Солдат посмотрел на нее, она была красивая и молодая, и засмеялся. Дама припустила от него чуть ли не бегом: «Какой невежа». Я пошла к начальнику Центра, чтобы уладить дело с Розыскной службой. Он разрешил нам остаться, но в глубине зала, около багажного отделения. Пока нет эшелонов с депортированными, я держусь. Они возвращаются через «Лютецию», в д'Орсэ пока что попадают лишь одиночки. Я боюсь увидеть Робера Л. Когда объявляют о прибытии депортированных, я покидаю Центр и возвращаюсь лишь после того, как они уходят, я договорилась об этом с товарищами. Когда возвращаюсь, они еще издали делают мне знаки: «Нет, никто не знает Робера Л.» Вечером я иду в газету, даю списки. Каждый вечер я говорю Д.: «Завтра я не пойду в д'Орсэ».

20 апреля

Сегодня прибывает первый эшелон с политическими из Веймара. Утром мне позвонили из Центра. Сказали, что я могу прийти, они будут лишь во второй половине дня. Я иду туда на утренние часы. Но остаюсь на весь день. Я не знаю, куда мне деться, как вынести саму себя.

Д'Орсэ. На улице у Центра — большая толпа сбившихся в кучу жен военнопленных. Их отделяет от пленных белый барьер. Они выкрикивают: «Вы знаете что-нибудь о таком-то?» Иногда солдаты останавливаются, некоторые отвечают. В семь утра женщины уже тут. Есть такие, которые не уходят до трех часов ночи и возвращаются к семи утра. А некоторые остаются на всю ночь. Их не пускают внутрь. Сюда приходит также множество людей, которые никого не ждут, — поглазеть на прибытие военнопленных, на поведение женщин, ожидающих их, и на все остальное, поглазеть, как все это происходит, ведь такое, наверно, никогда больше не повторится, для них это спектакль.
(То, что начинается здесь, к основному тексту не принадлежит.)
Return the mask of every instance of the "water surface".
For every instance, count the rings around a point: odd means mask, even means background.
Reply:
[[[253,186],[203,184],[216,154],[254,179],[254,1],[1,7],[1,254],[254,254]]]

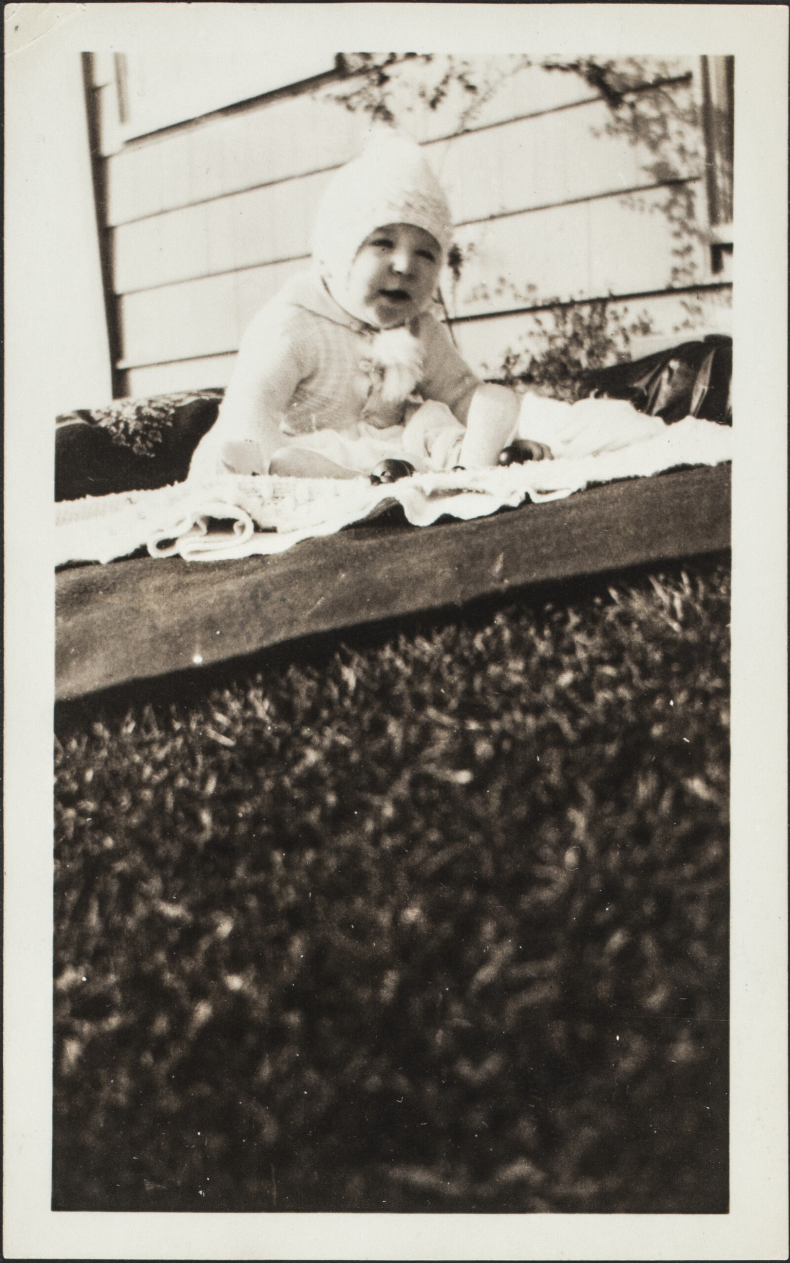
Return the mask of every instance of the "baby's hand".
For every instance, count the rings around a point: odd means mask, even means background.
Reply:
[[[522,465],[524,461],[553,461],[554,452],[534,438],[515,438],[498,455],[497,465]]]

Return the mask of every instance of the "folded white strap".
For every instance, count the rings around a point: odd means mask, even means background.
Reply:
[[[208,532],[209,519],[215,522],[232,519],[230,530]],[[165,530],[155,530],[148,541],[151,557],[184,557],[189,554],[207,556],[226,551],[228,544],[244,544],[252,537],[255,523],[249,513],[239,505],[218,500],[196,505],[179,522]]]

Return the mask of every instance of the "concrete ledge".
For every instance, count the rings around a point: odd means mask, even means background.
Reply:
[[[56,698],[531,584],[727,548],[731,467],[681,470],[473,522],[356,527],[275,557],[141,558],[57,576]]]

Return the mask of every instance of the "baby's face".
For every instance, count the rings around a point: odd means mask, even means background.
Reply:
[[[365,239],[348,279],[355,309],[380,328],[403,325],[428,304],[439,278],[438,241],[411,224],[387,224]]]

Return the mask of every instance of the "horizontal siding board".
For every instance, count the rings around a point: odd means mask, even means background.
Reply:
[[[608,135],[607,120],[598,101],[432,145],[456,222],[655,183],[649,150]],[[699,176],[702,163],[688,162],[678,174]]]
[[[517,215],[530,207],[549,205],[550,210],[536,212],[548,215],[570,198],[607,196],[634,188],[640,176],[642,181],[646,178],[630,157],[626,162],[610,152],[606,167],[602,164],[596,171],[593,164],[597,183],[591,178],[579,179],[572,174],[572,160],[554,164],[543,157],[540,163],[531,159],[521,163],[520,154],[524,149],[514,150],[507,145],[506,135],[500,133],[500,138],[501,147],[492,145],[487,154],[485,150],[477,154],[477,167],[472,162],[466,164],[466,193],[461,192],[464,164],[456,154],[452,155],[452,164],[448,158],[447,165],[452,165],[462,206],[458,220],[497,213]],[[458,144],[461,153],[461,144]],[[528,138],[524,145],[529,144]],[[481,167],[482,173],[477,174]],[[473,179],[469,178],[471,171],[476,172]],[[592,174],[584,169],[583,163],[578,164],[578,172],[582,177]],[[329,178],[328,173],[322,172],[115,229],[116,293],[131,293],[308,254],[315,207]],[[654,205],[656,200],[665,197],[664,192],[644,195],[645,205]],[[551,206],[553,202],[557,206]],[[607,206],[610,205],[611,196],[607,200]],[[596,217],[593,211],[574,211],[572,217],[574,222],[581,222],[584,215]],[[456,230],[456,239],[459,244],[468,245],[481,239],[481,234],[485,236],[486,231],[486,226],[461,226]],[[607,249],[606,245],[603,249]],[[663,240],[657,242],[657,249],[664,249]]]
[[[133,398],[168,394],[170,390],[204,390],[207,386],[226,386],[236,355],[211,355],[198,360],[180,360],[175,364],[151,364],[130,369],[126,374],[126,393]]]
[[[729,290],[697,290],[692,294],[669,293],[626,302],[613,301],[612,311],[620,313],[626,326],[641,318],[650,325],[650,333],[632,336],[631,355],[635,360],[679,342],[704,337],[705,333],[732,335]],[[562,321],[562,314],[558,314]],[[544,330],[557,327],[555,314],[549,309],[456,325],[453,335],[469,366],[482,376],[493,376],[501,371],[509,351],[519,352],[531,347],[533,354],[540,355],[545,344],[539,336],[538,321]]]
[[[650,198],[642,207],[641,197],[637,206],[616,197],[459,230],[459,240],[475,253],[454,289],[449,274],[442,280],[451,316],[668,288],[675,242],[671,225],[655,206],[661,192],[650,195],[652,211]],[[703,282],[705,260],[695,249]],[[269,264],[126,294],[120,302],[124,362],[235,350],[257,307],[305,265],[307,260]]]
[[[461,280],[442,279],[451,316],[668,288],[678,242],[660,211],[665,197],[659,188],[457,229]],[[684,283],[707,282],[704,251],[690,244],[685,261],[697,272]]]
[[[356,83],[350,80],[329,90],[259,102],[247,111],[207,119],[125,148],[109,162],[109,222],[124,224],[347,162],[371,126],[367,114],[351,112],[336,99]],[[411,101],[404,96],[405,104],[400,109],[396,104],[396,111],[404,130],[418,140],[433,141],[457,130],[461,106],[468,106],[469,100],[467,95],[463,101],[430,111],[408,109]],[[533,67],[506,80],[490,100],[482,101],[468,126],[473,134],[550,110],[562,110],[563,120],[568,116],[565,106],[591,101],[598,112],[606,111],[577,75]],[[487,130],[481,134],[495,135]]]
[[[307,176],[115,229],[116,293],[308,254],[328,178]]]
[[[705,333],[732,333],[732,303],[727,290],[700,290],[695,294],[660,294],[656,297],[616,303],[622,318],[635,321],[646,317],[651,333],[632,340],[634,359],[652,355],[689,338]],[[544,327],[551,328],[551,312],[541,312]],[[519,351],[529,345],[530,333],[536,332],[535,316],[504,316],[457,325],[453,330],[462,355],[482,376],[495,374],[505,352]],[[539,347],[539,344],[534,344]],[[235,354],[180,360],[172,364],[154,364],[127,373],[130,395],[160,394],[168,390],[199,390],[204,386],[225,386],[230,381],[236,361]]]
[[[304,264],[270,264],[127,294],[120,301],[122,366],[236,351],[255,312]]]

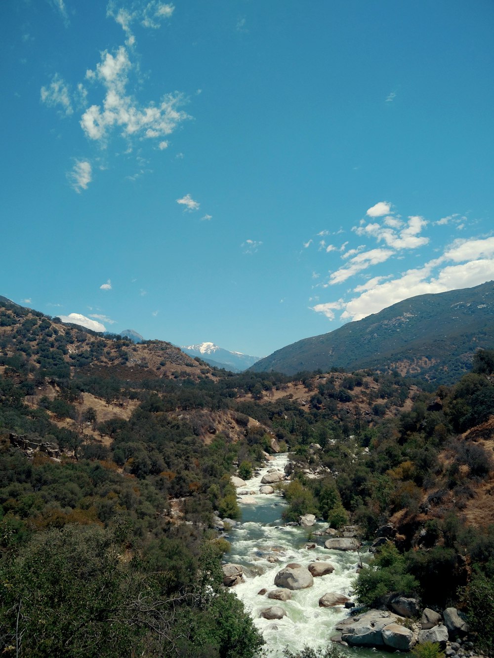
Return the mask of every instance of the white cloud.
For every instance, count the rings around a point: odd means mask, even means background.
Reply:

Зрителей можно отличить от прочих по тому, что они не кричат и держатся чуть в стороне от толпы женщин, так, чтобы видеть одновременно и как пленные прибывают, и как встречают их женщины. Военнопленные прибывают в организованном порядке. Ночью их привозят в больших американских грузовиках, и они выгружаются у всех на виду, ярко освещенные. Женщины вопят, хлопают в ладоши. Пленные останавливаются, ошеломленные, растерянные. Днем женщины начинают кричать, как только завидят грузовики, выезжающие с моста Сольферино. Ночью они кричат, когда грузовики уже на подходе к Центру сбавляют скорость. Они выкрикивают названия немецких городов: «Нойесварда?»,

«Кассель?» или номера лагерей — VII -А, III-А… Пленные выглядят удивленными, они прибыли прямо из Германии или из Бурже, иногда они отвечают, но чаще плохо понимают, чего от них хотят, они улыбаются, они оглядываются на женщин, это первые французские женщины, которых они увидели.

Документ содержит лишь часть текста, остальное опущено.